The bad guys started to change with the fall and collapse of communism. Prado was given the task of following Osama Bin Laden, a rising terrorist financier in 1995. Prado hadn't heard of him but had heard about the CIA operative that had been following bin Laden. He said, "There is only one Billy Waugh" in the world.

Waugh, now 92 years old, is a legend within the black ops world. He was the first to take surveillance photos of bin Laden by the CIA, back when he was in Khartoum (the capital of Sudan).

Martin was told by Waugh that he took many photos of him.

"How many photos did you take?"

"Thousand."

Martin asked, "If you can take these kind of photos from close enough, then are you close enough? Martin asked.

Waugh replied, "Yes sir." "And it was requested many times. That's all you have to do. He could have been my savior every day of the week."

Waugh was primarily targeting Carlos the Jackal, a terrorist who orchestrated the 1975 kidnapping in Vienna of OPEC oil ministers. He was the most wanted man in the world, living in Khartoum, where Waugh discovered him and took photos from the fifth floor of the hideout across the street.

The Jackal was taken into custody and sentenced to life imprisonment. Bin Laden was still free.

Martin asked Prado: "Was there any consideration to trying to take bin Laden out?"

He replied, "Yes, of course," "Unfortunately, our political willpower was not yet there." We could have kidnapped his family at that point, but it was not permitted."

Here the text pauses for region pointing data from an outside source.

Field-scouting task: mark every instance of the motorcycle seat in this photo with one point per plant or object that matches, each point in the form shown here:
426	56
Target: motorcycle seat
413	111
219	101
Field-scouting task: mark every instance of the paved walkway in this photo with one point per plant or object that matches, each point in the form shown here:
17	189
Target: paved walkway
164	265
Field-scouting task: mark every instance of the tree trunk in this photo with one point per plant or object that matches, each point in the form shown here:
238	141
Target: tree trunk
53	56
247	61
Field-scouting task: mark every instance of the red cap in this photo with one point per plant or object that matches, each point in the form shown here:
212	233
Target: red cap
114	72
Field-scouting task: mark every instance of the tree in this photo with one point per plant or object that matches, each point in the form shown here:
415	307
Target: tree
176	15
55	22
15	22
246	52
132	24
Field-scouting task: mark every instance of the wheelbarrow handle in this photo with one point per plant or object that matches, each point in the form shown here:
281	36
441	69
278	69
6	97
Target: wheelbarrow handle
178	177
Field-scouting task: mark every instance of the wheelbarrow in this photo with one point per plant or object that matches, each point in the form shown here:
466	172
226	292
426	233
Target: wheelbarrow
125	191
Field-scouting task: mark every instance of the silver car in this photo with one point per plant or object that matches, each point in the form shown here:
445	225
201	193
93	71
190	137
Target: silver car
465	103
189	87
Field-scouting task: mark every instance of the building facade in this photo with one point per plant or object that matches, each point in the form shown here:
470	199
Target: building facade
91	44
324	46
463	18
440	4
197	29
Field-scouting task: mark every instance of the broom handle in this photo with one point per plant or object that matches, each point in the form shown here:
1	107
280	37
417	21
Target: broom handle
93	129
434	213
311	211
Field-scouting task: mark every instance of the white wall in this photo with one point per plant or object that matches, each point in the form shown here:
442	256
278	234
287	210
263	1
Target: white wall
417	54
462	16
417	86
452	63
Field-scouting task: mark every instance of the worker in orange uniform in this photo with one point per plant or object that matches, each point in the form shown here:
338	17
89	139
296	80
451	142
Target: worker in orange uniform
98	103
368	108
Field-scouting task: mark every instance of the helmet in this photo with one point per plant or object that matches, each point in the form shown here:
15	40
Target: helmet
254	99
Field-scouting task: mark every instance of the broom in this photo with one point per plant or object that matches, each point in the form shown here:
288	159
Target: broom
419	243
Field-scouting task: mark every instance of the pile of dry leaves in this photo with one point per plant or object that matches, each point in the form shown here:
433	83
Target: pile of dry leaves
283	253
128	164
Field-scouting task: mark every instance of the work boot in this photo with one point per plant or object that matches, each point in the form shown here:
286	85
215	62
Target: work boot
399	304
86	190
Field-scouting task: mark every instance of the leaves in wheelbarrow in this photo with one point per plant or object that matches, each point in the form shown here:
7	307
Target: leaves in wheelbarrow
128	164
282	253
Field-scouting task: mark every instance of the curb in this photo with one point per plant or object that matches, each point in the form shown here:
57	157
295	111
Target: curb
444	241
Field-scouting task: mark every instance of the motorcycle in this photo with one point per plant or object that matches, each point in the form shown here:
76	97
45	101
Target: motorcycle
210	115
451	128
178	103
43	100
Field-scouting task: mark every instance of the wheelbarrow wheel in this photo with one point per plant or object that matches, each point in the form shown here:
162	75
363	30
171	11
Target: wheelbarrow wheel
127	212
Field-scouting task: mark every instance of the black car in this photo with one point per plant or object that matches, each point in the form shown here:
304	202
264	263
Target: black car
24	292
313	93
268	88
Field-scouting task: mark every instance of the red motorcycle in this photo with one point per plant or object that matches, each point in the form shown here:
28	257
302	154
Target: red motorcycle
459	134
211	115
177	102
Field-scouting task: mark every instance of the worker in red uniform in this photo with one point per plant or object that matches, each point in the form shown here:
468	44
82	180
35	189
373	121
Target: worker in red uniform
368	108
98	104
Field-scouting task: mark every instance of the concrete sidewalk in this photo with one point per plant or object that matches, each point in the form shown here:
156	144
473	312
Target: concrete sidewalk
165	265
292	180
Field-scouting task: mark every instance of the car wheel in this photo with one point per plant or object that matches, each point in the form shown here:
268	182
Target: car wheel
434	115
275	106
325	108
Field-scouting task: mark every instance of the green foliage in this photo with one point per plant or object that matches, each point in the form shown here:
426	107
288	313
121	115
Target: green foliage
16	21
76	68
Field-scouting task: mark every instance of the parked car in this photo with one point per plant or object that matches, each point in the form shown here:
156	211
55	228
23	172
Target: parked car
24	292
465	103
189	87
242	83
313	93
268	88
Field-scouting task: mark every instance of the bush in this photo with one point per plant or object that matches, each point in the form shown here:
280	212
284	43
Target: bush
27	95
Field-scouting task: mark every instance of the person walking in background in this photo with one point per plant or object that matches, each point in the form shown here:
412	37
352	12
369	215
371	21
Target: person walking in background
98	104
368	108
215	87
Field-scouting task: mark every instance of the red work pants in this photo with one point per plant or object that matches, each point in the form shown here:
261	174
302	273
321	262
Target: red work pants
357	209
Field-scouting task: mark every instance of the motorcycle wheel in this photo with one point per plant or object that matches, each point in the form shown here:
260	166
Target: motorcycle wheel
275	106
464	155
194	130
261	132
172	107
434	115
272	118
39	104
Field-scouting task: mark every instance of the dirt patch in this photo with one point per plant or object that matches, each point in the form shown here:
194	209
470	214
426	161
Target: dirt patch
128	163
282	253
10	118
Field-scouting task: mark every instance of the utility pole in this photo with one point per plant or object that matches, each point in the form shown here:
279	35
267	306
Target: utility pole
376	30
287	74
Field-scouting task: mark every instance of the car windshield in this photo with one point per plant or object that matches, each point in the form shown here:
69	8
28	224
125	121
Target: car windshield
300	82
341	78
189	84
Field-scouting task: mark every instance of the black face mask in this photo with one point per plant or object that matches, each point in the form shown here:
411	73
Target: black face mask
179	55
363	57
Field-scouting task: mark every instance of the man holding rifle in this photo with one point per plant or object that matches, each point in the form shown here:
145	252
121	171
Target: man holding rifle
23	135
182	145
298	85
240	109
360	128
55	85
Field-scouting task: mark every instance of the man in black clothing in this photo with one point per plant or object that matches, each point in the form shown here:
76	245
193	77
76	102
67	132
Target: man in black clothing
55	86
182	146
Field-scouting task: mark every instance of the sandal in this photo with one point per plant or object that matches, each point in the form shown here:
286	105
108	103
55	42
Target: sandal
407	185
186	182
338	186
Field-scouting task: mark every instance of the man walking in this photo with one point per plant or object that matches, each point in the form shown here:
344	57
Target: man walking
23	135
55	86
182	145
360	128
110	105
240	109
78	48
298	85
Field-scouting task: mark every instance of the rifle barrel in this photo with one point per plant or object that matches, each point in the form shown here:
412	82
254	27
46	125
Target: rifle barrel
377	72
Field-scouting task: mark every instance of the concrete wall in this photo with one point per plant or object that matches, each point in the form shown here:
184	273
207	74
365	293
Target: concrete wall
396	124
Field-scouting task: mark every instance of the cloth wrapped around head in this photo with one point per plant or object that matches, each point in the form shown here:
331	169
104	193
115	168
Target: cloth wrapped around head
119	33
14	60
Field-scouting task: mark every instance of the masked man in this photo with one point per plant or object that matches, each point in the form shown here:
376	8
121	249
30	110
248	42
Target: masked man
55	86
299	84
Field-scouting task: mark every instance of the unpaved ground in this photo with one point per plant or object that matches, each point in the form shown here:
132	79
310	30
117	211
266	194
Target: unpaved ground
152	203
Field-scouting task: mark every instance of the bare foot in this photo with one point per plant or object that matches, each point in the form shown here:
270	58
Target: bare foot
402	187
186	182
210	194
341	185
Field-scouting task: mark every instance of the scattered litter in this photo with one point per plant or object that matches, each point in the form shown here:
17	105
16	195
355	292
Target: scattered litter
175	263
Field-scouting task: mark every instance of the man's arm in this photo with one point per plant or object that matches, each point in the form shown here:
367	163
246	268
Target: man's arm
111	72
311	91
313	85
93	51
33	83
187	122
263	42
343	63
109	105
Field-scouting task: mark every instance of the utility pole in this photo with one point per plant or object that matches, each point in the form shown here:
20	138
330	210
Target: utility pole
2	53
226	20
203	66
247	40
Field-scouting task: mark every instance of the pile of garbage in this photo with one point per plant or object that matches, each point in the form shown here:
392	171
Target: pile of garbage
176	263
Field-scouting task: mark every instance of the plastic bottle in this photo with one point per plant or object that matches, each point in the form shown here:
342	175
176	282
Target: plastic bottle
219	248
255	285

"Obviously, if bin Laden was removed from the landscape, many historical events would have been different." The CIA cannot just travel the globe and kidnap every terrorist.

"No, they cannot."

"So, if you claim there wasn't political will, would have been political will?"

Prado said, "I believe so." I'm not suggesting that we should have killed bin Laden immediately. Abducting bin Laden and putting him in interrogation to see what he could give us is something that we can do and it would have been justifiable.

Prado retired two years after 9/11. He was frustrated by the CIA's refusal to pursue his plans for pursuing terrorists.

"How can you justify a target being killed by a drone but they hate the fact that you are willing to shoot a single bullet into their heads?" He said. "That's why you retired. It was my time."

Martin stated, "A lot people are going to hear you and say, ‘There’s a great American.’ There will be others who will listen to you and ask, "Who let this guy go?"

"Or who didn’t let this guy loose?" Prado said. "And what difference would that have made?" Prado said. "If we had taken out bin Laden in Khartoum when he was there, then chances are that 9/11 wouldn't have happened."